I learned these facts two years after my father died, and I became a beneficiary of the financial reparations the federal and provincial governments awarded in the years that followed. But none of that compensated for the Dad-sized hole in my life. I suspect that for the loved ones of the more than 3,000 people in Britain who have died and the 27,000 others still living through this catastrophe, the same will be true: Nothing can erase those losses.
Yet, I am hopeful that this moment holds the possibility of a different kind of healing. After 40 years of fighting to be acknowledged, Britain’s victims and their loved ones are getting the chance to speak. Their stories of heartbreak and pain are no longer silenced by skepticism; instead, they are being centred in the global dialogue.
The inquiry reviewed more than 4,000 victim statements, and an entire volume was devoted to “People’s Experiences.” These deeply personal accounts of coping with pain, illness, and loss are what help us to understand what it was like, and prompt us to care. As Sir Brian said, in an interview with The Guardian: “[It’s] suffering that is very difficult to put into words. You really have to listen to people who’ve lived it to hear and to understand.”
As a writer, I know firsthand the power of personal stories. Sharing mine pulled me from the loneliness and silence, and facilitated opportunities for genuine connection. The findings of Canada’s inquiry 20 years ago sparked the courage that would eventually allow me to engage with this public tragedy and begin to understand its lasting consequences. The report gave me tools to locate my family’s story within the greater AIDS narrative. They showed me that my loss and the legacy of the trauma that remains are not singular, lonely experiences, but rather that they are part of the collective memory, and others feel them too. It made my experience matter.
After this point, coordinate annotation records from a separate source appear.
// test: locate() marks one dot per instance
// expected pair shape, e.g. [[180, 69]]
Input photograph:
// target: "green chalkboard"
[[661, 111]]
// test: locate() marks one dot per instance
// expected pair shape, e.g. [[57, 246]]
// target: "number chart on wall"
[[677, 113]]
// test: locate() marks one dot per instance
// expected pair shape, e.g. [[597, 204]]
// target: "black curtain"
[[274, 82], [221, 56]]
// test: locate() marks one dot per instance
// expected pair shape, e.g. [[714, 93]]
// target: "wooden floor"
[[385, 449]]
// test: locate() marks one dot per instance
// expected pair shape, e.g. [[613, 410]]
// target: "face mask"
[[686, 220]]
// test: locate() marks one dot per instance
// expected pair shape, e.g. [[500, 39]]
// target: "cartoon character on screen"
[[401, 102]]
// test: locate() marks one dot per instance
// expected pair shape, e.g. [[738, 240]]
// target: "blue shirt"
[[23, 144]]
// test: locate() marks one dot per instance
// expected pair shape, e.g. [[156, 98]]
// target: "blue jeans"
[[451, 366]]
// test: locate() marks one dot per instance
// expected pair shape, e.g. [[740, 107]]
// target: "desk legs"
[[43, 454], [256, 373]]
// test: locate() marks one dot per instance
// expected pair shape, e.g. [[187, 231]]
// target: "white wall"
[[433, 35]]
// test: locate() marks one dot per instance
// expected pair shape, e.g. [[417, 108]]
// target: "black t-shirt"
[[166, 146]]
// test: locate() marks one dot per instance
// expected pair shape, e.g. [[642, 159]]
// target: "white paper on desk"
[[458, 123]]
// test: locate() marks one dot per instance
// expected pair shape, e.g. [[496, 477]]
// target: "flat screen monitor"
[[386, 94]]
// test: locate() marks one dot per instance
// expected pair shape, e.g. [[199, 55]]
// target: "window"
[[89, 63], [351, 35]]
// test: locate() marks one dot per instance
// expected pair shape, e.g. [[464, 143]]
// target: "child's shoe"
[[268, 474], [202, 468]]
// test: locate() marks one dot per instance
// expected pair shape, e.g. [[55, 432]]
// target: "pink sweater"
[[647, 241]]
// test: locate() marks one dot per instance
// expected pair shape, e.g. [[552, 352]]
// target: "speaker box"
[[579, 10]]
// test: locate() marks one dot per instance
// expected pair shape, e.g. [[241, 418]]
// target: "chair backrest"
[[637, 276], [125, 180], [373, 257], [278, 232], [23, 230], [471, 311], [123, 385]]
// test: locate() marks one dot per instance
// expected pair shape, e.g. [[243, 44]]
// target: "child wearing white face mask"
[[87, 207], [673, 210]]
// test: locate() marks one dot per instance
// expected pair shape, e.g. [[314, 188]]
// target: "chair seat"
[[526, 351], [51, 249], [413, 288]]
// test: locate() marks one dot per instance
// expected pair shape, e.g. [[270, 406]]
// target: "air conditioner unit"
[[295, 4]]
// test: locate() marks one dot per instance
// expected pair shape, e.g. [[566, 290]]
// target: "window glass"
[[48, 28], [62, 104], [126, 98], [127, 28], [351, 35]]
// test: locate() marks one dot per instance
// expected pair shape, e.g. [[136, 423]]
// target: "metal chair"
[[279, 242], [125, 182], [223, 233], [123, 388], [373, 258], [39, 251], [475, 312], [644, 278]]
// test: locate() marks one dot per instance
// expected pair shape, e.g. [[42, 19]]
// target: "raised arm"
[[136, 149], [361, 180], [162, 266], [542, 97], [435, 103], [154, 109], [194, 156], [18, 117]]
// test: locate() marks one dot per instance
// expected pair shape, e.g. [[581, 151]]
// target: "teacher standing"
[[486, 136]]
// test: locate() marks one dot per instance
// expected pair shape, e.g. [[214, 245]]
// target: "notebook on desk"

Public apologies and media attention won’t change the circumstances of the British blood scandal, but they will validate the stories of those who’ve lived them. That validation sets the path toward a new conversation – one with space for victims to put down pieces of their suffering and give others the chance to share the burden. Perhaps then they will encounter the relief of being fully seen and, after such a long wait, know that their experiences matter too.